L’individu en question porte un pantalon fuseau rouge, une chemise à carreaux noirs et blancs, des après-skis blancs et un anorak bleu ciel. Il est coiffé d’un bonnet rouge, très long, qui lui retombe sur la nuque. La pointe du bonnet se poursuit par une cordelière blanche, laquelle se termine par un magnifique pompon de même métal. Il fait un mètre quarante de tour de taille, sa chemise dégrafée laisse voir une végétation luxuriante, mais pas luxueuse du tout. Les joues de l’homme ignorent l’eau, le savon, le rasoir et, à plus forte raison la lotion Men’s After Shave. Son nez est important. Quand il se mouche, il doit avoir l’impression de serrer la main à un ami. Le froid a poli, rougi, illuminé, enluminé, ciré, carminé, lustré le naze en question.

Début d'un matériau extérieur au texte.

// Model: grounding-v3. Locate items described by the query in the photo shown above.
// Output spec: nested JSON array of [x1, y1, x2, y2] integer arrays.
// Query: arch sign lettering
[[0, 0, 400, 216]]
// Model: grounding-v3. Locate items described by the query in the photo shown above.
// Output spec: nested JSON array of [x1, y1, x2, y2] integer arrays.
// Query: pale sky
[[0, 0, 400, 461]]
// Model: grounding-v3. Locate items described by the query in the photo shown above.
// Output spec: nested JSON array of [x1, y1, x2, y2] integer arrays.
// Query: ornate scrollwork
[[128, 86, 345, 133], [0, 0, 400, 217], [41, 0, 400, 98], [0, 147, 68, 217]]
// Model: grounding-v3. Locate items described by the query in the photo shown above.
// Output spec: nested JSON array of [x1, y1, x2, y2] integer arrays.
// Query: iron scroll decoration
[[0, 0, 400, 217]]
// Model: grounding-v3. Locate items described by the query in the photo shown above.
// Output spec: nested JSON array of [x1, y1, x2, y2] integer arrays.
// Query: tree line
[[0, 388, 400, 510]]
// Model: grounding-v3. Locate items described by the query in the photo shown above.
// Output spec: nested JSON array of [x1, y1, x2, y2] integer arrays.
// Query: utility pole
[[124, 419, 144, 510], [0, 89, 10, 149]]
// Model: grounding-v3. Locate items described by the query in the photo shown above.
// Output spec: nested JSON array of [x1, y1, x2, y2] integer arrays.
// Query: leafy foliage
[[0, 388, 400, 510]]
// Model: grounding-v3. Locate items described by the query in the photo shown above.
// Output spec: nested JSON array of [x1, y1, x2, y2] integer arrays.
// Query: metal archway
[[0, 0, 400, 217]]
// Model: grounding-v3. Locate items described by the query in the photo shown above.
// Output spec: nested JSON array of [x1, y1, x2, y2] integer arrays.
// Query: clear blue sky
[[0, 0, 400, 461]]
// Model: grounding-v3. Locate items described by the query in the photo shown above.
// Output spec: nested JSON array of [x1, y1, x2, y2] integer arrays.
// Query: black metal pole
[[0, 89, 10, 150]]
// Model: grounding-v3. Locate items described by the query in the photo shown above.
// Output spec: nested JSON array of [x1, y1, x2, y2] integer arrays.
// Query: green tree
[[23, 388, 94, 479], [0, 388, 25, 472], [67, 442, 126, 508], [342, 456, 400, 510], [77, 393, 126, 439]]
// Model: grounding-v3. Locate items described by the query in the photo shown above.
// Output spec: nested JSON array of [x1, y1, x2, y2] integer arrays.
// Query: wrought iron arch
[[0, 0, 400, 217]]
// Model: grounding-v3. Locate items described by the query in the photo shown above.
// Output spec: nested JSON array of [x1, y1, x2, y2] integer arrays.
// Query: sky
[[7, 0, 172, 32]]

Qu’ajouter de plus, sinon que l’homme à nom Bérurier ?
Juché sur un haut tabouret, le Gros parle d’abondance (ses cornes aidant) à un auditoire qui se tord de rire.
Il raconte des prouesses à skis qu’il aurait accomplies dans sa jeunesse et je le soupçonne d’avoir potassé le manuel du parfait petit skieur dont il aurait mal assimilé les termes techniques.

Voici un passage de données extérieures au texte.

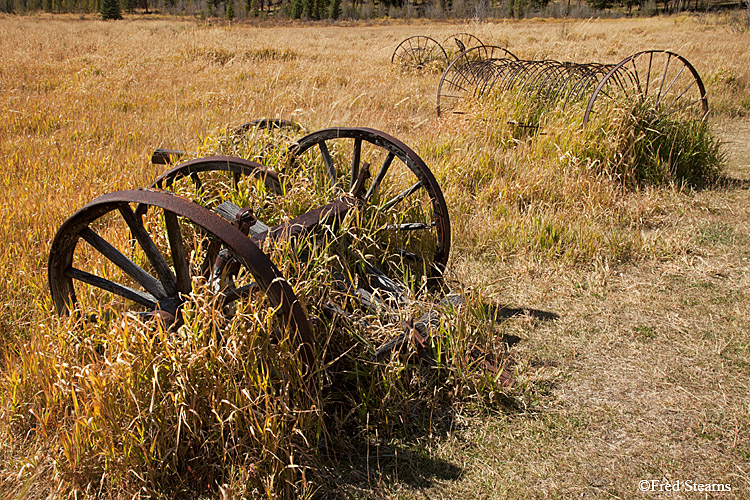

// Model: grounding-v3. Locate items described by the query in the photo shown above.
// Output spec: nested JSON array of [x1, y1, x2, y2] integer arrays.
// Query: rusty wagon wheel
[[437, 45, 518, 116], [48, 190, 312, 365], [289, 127, 450, 288], [391, 35, 448, 69], [443, 33, 484, 53], [583, 50, 708, 125]]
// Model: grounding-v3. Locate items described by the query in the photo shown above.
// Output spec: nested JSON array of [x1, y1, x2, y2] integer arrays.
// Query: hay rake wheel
[[288, 127, 450, 283], [583, 50, 708, 125], [48, 190, 312, 365], [391, 35, 448, 70]]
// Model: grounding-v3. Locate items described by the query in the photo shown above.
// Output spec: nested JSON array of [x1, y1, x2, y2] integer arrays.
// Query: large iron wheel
[[289, 128, 450, 288], [583, 50, 708, 125], [48, 190, 312, 364], [391, 35, 448, 69]]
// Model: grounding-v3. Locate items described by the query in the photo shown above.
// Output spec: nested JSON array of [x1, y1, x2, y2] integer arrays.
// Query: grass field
[[0, 11, 750, 499]]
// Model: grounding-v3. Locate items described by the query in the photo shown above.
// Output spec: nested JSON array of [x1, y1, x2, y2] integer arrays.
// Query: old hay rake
[[391, 33, 496, 70], [48, 124, 509, 380], [437, 48, 708, 125]]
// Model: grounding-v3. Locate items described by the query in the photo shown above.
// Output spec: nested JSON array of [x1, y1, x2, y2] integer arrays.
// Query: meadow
[[0, 14, 750, 499]]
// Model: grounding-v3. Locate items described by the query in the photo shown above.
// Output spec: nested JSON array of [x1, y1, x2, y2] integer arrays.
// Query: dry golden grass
[[0, 11, 750, 498]]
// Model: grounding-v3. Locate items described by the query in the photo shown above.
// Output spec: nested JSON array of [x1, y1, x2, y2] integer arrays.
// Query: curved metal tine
[[654, 64, 686, 107], [600, 65, 640, 99], [318, 141, 338, 187], [383, 221, 437, 231], [474, 61, 502, 96], [498, 60, 524, 92], [534, 63, 568, 98], [164, 210, 193, 295], [521, 61, 560, 94], [488, 59, 508, 94], [65, 266, 158, 310], [645, 52, 654, 97], [349, 137, 362, 190], [568, 70, 609, 101], [503, 61, 538, 90], [603, 66, 635, 95], [523, 61, 560, 90], [118, 205, 177, 296], [550, 64, 586, 105], [79, 227, 167, 300], [565, 63, 601, 102], [223, 281, 260, 304], [363, 152, 396, 203], [662, 79, 703, 116], [190, 172, 203, 193]]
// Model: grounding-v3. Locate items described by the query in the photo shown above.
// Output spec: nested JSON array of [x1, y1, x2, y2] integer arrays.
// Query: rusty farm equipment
[[437, 48, 708, 125], [48, 125, 507, 378], [391, 33, 494, 70]]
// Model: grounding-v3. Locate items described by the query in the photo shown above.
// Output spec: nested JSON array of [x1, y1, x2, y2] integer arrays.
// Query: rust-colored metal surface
[[48, 190, 313, 365], [436, 47, 708, 125], [48, 125, 528, 377], [391, 35, 448, 70], [289, 127, 451, 276]]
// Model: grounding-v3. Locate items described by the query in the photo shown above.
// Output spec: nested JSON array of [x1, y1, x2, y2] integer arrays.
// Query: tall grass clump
[[423, 92, 724, 265], [599, 103, 724, 188]]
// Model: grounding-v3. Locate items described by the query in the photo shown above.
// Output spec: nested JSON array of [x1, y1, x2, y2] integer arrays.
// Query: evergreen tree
[[100, 0, 122, 20]]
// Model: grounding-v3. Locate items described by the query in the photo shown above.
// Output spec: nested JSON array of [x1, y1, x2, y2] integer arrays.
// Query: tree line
[[0, 0, 750, 20]]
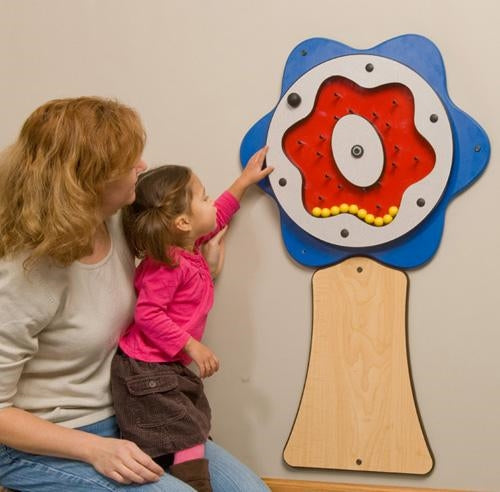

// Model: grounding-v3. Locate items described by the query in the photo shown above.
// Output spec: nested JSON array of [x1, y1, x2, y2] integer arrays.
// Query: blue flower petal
[[240, 34, 490, 268]]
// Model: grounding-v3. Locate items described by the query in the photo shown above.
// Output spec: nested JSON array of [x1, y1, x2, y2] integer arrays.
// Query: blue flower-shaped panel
[[240, 35, 490, 268]]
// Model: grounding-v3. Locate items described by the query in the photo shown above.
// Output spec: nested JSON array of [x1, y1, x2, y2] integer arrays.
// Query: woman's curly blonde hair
[[0, 97, 145, 269]]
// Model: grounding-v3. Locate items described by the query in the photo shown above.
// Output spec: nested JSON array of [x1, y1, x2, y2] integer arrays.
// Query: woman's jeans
[[0, 417, 269, 492]]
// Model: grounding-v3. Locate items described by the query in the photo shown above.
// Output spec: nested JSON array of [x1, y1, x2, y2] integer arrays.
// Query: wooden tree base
[[283, 258, 433, 474]]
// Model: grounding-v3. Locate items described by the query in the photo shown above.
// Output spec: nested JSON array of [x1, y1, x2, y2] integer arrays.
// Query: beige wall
[[0, 0, 500, 490]]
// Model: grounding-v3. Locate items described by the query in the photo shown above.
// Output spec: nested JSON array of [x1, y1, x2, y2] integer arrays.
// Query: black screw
[[286, 92, 302, 108]]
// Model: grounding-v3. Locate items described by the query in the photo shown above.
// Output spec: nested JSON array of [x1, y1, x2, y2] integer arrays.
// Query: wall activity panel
[[240, 35, 490, 474]]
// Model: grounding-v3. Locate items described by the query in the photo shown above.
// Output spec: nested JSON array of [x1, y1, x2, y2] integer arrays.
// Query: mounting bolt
[[286, 92, 302, 108], [351, 145, 365, 159]]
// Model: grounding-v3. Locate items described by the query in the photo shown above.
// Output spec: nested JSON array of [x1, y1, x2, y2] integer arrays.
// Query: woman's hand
[[229, 146, 274, 200], [184, 337, 219, 378], [87, 436, 164, 484], [201, 226, 227, 279]]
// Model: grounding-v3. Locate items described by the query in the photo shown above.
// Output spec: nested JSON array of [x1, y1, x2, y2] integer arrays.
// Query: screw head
[[286, 92, 302, 108], [351, 145, 365, 159]]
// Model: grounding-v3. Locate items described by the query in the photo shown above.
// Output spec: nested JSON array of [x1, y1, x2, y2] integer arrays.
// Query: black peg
[[286, 92, 302, 108]]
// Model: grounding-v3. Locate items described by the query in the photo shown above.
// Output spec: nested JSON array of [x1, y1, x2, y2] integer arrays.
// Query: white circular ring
[[267, 54, 453, 248]]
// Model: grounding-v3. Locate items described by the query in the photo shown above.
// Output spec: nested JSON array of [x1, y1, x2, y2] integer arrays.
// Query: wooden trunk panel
[[284, 258, 433, 474]]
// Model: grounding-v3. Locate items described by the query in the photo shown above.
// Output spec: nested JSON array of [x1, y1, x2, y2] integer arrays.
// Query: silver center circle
[[266, 54, 453, 248], [332, 114, 384, 187]]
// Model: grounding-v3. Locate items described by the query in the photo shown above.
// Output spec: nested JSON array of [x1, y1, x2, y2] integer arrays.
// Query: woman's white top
[[0, 214, 135, 427]]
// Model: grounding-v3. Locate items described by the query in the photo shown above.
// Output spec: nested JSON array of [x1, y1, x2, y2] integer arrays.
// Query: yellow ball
[[389, 205, 398, 217]]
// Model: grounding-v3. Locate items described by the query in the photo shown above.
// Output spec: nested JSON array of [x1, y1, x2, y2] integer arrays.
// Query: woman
[[0, 97, 268, 492]]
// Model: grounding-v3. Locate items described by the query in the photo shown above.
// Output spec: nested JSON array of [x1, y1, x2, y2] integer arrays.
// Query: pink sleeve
[[134, 267, 191, 357], [196, 190, 240, 246]]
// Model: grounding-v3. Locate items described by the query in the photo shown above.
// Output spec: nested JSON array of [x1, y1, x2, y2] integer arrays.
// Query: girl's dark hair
[[122, 165, 193, 266]]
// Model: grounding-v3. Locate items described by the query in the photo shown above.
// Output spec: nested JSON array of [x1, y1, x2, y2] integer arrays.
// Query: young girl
[[111, 148, 272, 491]]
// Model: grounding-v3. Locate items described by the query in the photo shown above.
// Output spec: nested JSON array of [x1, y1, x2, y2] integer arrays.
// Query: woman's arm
[[0, 407, 163, 484]]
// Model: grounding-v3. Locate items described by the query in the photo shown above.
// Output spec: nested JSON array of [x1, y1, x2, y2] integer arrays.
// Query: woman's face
[[102, 158, 147, 217]]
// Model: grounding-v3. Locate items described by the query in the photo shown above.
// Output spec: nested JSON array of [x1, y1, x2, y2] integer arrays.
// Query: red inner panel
[[282, 76, 436, 216]]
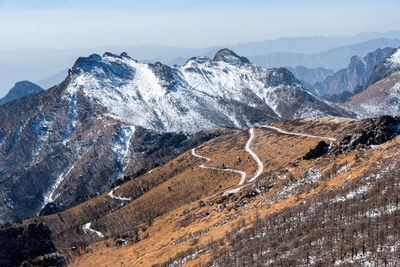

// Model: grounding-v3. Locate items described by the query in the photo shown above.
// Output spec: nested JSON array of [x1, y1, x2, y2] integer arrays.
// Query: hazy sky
[[0, 0, 400, 49]]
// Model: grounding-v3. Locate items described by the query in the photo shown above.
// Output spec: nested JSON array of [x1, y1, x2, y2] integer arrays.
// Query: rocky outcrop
[[364, 49, 400, 89], [213, 48, 250, 65], [0, 81, 43, 106], [314, 48, 393, 99], [331, 116, 400, 154], [0, 49, 352, 222], [288, 66, 335, 94], [0, 223, 62, 266], [303, 141, 331, 160]]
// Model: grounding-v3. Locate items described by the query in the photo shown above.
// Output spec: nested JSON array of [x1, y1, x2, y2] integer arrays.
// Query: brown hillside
[[21, 117, 399, 266]]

— Moi, déclare ce Tartarin des neiges, j’allais skier dans le Malaya. Ces pentes à la gomme comme je vois ici, c’est juste bon à dégrossir les débutants. Je me mettais au sommet et je piquais en shoot. Ensuite, je faisais des juliénas, des perce-neige virage, des perce-neige pas virage, du râpage, du sale-homme, fallait voir !
— Et voilà comment tu es devenu l’Abominable Homme des neiges !
Il se retourne. Ce faisant, il perd l’équilibre, dégringole de son tabouret et se retrouve assis sur son derrière comme une poire trop mûre tombée de l’arbre.
— C’t’encore un coup à toi, bougonne-t-il en se relevant.
Je me recule d’un pas pour avoir une vue générale du spécimen.
— Tu es beau, tu sais, chantonné-je, manière Piaf. Tu tiens du zouave pontifical, du roi mage et du comique troupier.
Le Gros qui a pas mal picolé est furax.
— Si c’est pour te fiche de moi que t’es venu, tu pouvais rester à Pantruche !
Je le soustrais à la curiosité publique et nous montons dans sa chambre.
Il se plante devant une glace et s’examine complaisamment.
— Si Berthe me voyait, elle aurait des vapeurs, assure-t-il, faudra que je me fasse tirer une photo en couleurs.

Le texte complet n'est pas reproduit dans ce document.